Mulligan
Give me a museum and I'll fill it. (Picasso) Give me a forum ...
- Joined
- May 3, 2009
- Messages
- 9,343
I still remember the commercial from my childhood: "Float like a butterfly, sting like a bee, the great smell of Brut and the punch of Ali."
i haven't followed boxing much at all since it all went to pay-per-view. But when I was a kid in the 1970s, I think heavyweight boxing was in its "golden decade" that every sport seems to have. Not only did you have so many great fighters going at it with each other -- Ali, Frazier, Foreman, Lyle, Norton, Holmes and so on -- but all the big bouts were on live, *free* network TV. And those of us who watched it remember the calls from "Howard Cosell reporting from ringside".
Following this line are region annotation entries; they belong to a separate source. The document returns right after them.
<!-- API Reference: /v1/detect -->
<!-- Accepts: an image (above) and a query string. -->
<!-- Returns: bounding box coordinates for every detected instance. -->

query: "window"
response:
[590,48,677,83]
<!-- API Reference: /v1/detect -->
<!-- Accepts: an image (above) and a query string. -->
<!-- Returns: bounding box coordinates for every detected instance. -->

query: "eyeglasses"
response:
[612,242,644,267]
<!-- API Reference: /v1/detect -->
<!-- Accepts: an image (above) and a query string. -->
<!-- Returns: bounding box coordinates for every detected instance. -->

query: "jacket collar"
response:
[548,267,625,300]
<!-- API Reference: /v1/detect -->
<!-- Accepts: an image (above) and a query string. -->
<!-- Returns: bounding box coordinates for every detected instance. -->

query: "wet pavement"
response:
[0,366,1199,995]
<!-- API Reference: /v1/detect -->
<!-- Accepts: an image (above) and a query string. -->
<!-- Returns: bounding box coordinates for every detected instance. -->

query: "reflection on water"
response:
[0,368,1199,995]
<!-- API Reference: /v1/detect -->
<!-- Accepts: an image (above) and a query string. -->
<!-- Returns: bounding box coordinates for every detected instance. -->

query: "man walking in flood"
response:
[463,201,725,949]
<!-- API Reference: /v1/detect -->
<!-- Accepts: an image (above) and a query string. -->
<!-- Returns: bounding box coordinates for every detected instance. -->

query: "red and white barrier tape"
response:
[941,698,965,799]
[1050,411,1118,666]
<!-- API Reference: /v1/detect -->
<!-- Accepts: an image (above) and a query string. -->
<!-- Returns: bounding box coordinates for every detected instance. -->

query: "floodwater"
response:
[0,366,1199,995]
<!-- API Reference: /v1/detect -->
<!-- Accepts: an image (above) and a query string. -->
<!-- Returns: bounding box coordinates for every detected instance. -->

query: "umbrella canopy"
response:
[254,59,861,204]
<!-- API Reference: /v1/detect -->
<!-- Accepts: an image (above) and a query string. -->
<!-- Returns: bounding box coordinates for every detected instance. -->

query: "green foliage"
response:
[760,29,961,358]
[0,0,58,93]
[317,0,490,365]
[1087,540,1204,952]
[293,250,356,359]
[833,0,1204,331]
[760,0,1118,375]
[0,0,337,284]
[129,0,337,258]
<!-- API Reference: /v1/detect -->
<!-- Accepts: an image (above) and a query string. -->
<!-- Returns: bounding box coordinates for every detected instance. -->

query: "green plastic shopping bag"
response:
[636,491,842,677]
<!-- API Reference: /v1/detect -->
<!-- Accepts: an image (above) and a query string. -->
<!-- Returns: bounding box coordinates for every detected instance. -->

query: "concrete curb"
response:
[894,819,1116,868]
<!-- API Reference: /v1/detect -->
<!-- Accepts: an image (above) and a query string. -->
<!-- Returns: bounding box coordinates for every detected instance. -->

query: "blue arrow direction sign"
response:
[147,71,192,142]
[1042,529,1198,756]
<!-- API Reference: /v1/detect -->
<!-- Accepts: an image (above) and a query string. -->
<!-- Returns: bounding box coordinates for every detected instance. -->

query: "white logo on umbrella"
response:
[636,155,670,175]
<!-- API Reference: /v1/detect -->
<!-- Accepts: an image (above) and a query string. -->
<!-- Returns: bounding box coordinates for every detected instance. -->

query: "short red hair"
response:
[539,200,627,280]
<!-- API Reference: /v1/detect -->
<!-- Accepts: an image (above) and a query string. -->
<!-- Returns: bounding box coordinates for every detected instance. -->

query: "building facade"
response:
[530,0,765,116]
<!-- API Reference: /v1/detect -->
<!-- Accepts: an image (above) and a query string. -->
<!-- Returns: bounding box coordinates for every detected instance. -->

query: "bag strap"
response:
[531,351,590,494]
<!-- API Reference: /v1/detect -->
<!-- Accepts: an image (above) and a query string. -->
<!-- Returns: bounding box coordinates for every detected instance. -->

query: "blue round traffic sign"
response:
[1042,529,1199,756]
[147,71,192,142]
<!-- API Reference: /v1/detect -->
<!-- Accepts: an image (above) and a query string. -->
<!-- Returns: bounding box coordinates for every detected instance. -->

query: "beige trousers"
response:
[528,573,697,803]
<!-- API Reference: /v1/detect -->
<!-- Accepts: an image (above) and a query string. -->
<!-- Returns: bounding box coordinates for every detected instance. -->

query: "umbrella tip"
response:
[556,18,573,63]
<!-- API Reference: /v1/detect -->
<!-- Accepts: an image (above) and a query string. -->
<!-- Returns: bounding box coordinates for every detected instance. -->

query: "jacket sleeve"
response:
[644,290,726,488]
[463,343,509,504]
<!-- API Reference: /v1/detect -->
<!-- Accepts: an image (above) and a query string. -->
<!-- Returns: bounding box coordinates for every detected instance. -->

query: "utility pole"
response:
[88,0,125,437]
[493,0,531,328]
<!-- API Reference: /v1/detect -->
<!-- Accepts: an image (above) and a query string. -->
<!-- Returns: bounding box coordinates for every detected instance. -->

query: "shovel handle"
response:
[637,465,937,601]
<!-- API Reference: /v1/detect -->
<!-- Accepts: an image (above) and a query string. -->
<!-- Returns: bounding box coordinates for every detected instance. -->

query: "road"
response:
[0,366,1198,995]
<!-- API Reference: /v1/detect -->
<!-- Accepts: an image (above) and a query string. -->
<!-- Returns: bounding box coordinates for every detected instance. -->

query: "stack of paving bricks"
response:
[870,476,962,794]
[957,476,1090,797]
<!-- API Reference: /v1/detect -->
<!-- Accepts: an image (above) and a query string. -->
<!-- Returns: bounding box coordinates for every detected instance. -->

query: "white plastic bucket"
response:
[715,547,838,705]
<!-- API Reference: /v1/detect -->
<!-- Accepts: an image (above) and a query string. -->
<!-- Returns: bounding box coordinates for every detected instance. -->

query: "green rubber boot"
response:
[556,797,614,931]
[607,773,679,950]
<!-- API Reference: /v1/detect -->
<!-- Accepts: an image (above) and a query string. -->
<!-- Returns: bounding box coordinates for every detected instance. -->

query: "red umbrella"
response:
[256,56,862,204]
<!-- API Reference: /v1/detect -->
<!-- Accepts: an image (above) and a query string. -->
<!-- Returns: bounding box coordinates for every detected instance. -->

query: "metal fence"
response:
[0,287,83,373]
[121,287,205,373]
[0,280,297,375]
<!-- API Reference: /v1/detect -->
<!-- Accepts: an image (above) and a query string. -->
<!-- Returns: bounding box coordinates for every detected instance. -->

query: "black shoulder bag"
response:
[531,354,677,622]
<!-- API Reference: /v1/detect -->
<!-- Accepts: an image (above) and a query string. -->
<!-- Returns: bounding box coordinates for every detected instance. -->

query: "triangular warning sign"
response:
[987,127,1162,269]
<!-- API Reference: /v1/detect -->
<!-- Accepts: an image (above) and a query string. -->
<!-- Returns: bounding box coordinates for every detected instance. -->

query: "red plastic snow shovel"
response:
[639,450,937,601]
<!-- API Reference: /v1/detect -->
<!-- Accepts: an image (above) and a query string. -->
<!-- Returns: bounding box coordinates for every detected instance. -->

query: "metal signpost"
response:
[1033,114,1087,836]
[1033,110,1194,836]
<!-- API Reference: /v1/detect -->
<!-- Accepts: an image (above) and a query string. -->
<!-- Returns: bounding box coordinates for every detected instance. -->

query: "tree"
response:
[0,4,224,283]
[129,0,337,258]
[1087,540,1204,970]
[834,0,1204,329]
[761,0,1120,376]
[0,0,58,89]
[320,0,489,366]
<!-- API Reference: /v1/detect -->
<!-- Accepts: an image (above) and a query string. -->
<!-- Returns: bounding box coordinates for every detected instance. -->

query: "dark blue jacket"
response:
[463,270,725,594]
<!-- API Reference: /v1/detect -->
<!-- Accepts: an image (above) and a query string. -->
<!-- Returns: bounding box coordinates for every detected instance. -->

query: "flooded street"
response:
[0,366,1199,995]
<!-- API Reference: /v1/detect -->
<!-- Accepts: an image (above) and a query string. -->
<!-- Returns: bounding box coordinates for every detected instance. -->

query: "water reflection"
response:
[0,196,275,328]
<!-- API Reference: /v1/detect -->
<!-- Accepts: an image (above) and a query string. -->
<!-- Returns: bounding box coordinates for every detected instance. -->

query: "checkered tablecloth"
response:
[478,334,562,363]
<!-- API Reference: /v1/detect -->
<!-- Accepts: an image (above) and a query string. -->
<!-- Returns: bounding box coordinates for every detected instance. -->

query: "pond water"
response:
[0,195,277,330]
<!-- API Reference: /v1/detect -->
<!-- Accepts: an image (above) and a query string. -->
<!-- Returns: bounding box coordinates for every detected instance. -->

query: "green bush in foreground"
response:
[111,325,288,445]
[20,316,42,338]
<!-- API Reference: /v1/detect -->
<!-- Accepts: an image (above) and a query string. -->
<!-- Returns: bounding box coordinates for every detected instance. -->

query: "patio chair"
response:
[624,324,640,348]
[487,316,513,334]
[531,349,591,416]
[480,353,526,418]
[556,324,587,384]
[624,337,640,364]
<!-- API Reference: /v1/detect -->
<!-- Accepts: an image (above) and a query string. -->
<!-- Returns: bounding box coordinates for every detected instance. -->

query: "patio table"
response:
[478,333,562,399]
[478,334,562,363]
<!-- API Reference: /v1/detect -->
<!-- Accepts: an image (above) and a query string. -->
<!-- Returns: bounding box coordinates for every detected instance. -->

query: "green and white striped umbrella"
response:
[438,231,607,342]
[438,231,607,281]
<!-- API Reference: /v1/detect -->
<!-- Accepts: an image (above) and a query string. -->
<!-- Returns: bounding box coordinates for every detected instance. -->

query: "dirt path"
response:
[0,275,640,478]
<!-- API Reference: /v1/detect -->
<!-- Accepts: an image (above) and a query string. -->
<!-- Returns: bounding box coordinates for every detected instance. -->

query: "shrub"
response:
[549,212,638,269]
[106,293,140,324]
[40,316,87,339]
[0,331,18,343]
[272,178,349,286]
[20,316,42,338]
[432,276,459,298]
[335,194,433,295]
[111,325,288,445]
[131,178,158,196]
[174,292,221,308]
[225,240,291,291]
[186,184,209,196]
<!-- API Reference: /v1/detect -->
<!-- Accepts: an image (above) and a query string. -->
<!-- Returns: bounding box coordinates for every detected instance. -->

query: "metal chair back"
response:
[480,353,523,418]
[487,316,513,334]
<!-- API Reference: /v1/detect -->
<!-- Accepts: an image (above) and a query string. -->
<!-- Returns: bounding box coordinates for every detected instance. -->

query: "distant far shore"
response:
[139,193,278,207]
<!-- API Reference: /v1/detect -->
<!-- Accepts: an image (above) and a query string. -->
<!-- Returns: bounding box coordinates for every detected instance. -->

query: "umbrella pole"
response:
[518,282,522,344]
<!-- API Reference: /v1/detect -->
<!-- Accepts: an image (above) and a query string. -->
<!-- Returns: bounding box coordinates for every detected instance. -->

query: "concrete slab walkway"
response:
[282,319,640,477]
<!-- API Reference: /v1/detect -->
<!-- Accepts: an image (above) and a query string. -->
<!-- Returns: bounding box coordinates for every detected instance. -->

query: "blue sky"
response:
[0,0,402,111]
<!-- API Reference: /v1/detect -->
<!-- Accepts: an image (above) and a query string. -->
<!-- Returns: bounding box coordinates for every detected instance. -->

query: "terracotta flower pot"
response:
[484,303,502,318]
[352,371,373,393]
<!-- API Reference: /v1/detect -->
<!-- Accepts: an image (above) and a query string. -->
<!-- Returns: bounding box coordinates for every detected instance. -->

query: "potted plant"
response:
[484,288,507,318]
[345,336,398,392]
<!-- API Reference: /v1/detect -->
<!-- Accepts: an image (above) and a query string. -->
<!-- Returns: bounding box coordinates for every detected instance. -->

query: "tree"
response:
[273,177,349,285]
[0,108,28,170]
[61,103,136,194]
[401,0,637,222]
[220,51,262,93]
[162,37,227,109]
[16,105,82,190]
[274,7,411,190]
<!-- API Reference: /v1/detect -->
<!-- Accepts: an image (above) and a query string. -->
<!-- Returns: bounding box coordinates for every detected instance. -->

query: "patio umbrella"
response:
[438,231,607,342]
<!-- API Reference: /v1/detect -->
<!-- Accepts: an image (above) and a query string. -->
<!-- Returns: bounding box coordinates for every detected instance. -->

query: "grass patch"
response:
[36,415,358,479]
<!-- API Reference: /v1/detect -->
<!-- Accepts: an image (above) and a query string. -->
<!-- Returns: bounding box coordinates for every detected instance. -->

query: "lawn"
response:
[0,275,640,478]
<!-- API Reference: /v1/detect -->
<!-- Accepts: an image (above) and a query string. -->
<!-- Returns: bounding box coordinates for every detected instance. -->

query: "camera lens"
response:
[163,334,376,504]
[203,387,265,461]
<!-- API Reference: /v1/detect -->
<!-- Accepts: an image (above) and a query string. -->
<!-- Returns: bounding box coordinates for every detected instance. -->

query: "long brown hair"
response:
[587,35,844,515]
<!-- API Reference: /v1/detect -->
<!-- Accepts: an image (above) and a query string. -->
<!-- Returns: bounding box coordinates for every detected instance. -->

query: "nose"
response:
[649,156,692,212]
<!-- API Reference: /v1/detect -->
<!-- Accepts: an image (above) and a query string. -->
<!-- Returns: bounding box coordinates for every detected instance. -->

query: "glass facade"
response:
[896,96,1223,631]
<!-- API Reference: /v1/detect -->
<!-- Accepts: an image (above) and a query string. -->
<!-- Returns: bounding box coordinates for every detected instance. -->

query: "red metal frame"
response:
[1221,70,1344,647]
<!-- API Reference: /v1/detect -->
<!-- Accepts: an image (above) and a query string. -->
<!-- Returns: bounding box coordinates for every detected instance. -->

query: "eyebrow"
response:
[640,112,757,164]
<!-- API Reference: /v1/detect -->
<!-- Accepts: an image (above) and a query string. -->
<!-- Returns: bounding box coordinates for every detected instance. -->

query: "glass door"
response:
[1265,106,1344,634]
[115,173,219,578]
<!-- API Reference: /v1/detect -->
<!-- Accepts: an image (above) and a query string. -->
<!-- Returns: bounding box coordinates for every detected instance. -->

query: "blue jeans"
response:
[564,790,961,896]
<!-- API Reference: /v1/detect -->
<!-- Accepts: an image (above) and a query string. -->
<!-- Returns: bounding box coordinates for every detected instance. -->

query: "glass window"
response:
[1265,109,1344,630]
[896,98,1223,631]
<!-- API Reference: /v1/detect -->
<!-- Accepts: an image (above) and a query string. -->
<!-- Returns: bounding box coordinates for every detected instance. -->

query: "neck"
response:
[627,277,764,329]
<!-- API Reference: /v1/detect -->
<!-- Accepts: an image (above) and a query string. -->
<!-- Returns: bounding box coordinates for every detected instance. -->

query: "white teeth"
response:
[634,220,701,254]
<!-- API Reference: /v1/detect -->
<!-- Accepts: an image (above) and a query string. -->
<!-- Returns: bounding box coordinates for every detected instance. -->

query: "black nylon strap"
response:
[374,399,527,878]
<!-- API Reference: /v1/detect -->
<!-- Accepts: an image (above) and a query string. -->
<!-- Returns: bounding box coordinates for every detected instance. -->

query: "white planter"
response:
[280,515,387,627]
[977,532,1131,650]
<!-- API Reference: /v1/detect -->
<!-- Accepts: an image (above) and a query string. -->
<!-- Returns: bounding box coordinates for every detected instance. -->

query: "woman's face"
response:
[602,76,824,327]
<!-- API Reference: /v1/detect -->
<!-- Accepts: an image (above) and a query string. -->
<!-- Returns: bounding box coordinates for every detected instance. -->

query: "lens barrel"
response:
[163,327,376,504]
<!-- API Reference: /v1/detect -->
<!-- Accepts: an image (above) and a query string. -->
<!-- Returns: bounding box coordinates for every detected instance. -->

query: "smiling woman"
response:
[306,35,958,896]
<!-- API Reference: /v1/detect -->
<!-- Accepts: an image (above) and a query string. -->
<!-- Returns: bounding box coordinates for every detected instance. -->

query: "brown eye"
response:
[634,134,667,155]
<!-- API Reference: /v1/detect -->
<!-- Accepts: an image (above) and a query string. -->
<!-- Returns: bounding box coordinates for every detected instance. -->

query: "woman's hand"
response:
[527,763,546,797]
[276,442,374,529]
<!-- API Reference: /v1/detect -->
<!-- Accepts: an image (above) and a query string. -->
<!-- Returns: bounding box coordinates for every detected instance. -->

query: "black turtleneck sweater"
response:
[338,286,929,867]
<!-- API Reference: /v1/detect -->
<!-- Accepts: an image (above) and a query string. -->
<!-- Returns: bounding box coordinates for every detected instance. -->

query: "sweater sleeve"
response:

But at the epicenter of the 1970s boxing universe, of course, was Ali. Whether you loved him or wanted him to lose, the entertainment and showmanship value was there. If there is one word I can use to describe him, it would be "iconic". Like Babe Ruth defined baseball in the 1920s, Ali symbolized boxing in the 1970s in a decade where the heavyweights got almost all the attention. And in a year when so many legends from my youth are dying off, 2016 marches on to claim yet another one. The Grim Reaper is having a career season.
I think it is hard for a general sports fan under the age of 40 to truly understand how "Big" heavy weight championship boxing was at one time. It truly was the pinnacle crown jewel event. I think "pay per view" lead to its general demise. Almost any village idiot at the time could rattle off the names of 5 heavyweight contenders in the 1970s. You would have to be a "Heavyweight Groupie" to know 5 now.
You mentioned Ron Lyle....That guy led an incredibly interesting life and very unrated. That 1976 fight with George Foreman was unbelievable and savage...They both should have been thrown in jail over that one. My favorite fight of all time.
Having the benefit of perspective it is easy now to see time had past Ali by before the first Spinks fight, but he had such a mystic presence about him it was hard to believe. When the Holmes fight was announced no one gave Ali a chance, but Ali got the public in such a frenzy the late betting money went heavy on Ali as underdog... Not such a good bet..
I actually have the DVD of Ali's last fight most forgot about and it wasn't the Holmes one. He tried one last attempt at a comeback in 1981 versus Trevor Berbick. Never seriously hurt, but despite winning a few middle rounds was clearly outpointed.